[mcphage]

This one is my favorite, too—it really highlights what the job of a mathematician is. The board is the board, and the dominos either fit or they don’t, and it’s not clear why. But once someone adds the checkerboard shading—not changing the problem at all, but just adding a new way to look at it—suddenly the solution falls out, clear and obviously true.

[brennanpeterson]

I am curious. Are all boards that have equal white and black tiles counts solvable?

[dmurray]

Yes, by induction. Suppose the total number of squares is 2n. Remove any domino that doesn't disconnect the board, and reduce to the problem for 2n - 2.

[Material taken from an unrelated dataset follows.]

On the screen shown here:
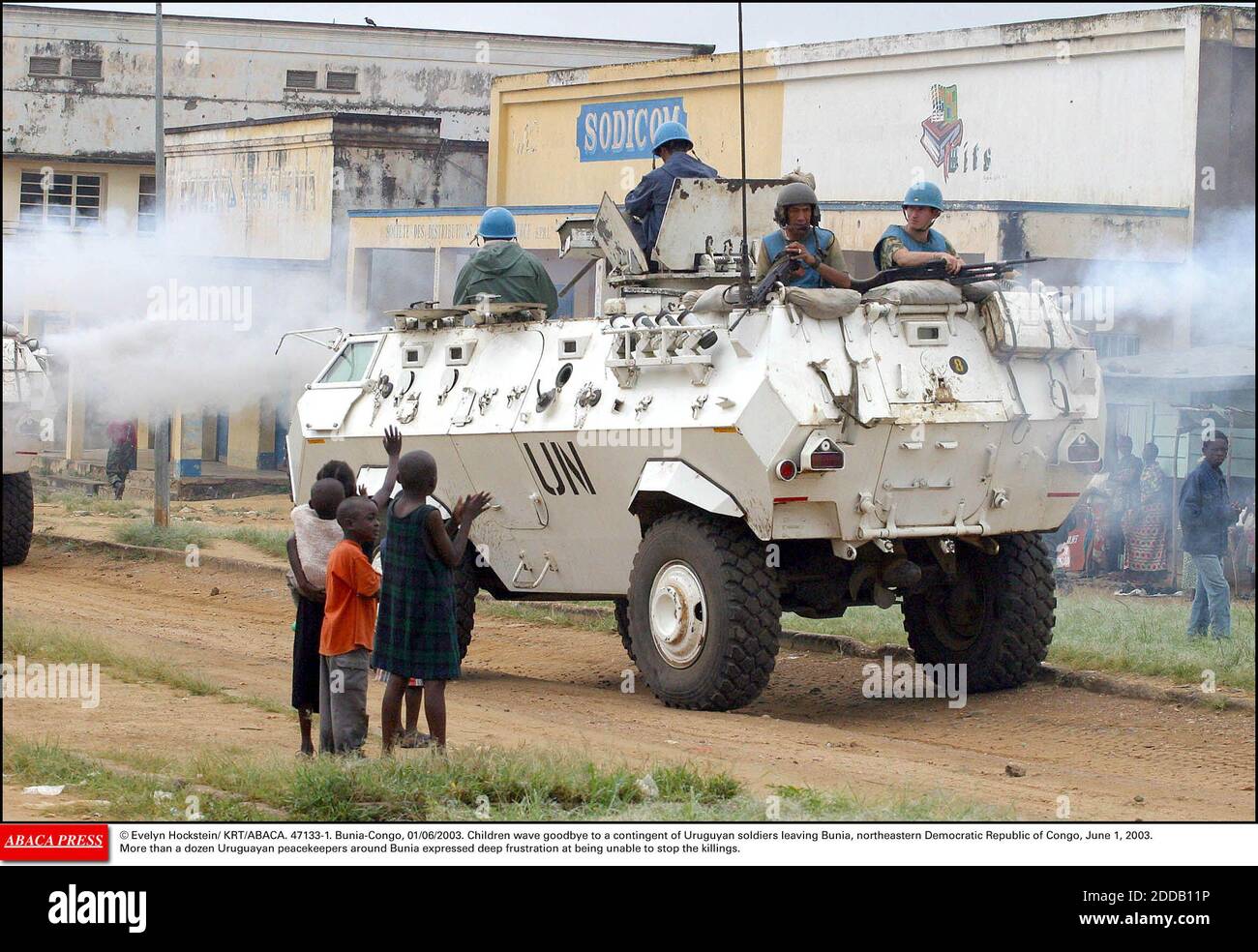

Alternative proof: no, by example. Consider the shape made up by the X's in

  XXX
  .X.
  .X.
  XXX

(All maths proofs should be presented alongside a proof of the opposite result, to allow the reader to judge which one is likely to have slipped something past you. My favourite presentation following this rule is Mental Poker [0] by the authors of RSA.)

[0] https://people.csail.mit.edu/rivest/pubs/SRA81.pdf

[Karliss]

Slightly more interesting example which isn't disconnected is a H letter consisting of 8 blocks. 3 blocks high and 2 in the horizontal section.

[mcphage]

Nope—consider a black and white square, disconnected. But if they don’t have equal black and white counts, then they’re definitely not solvable.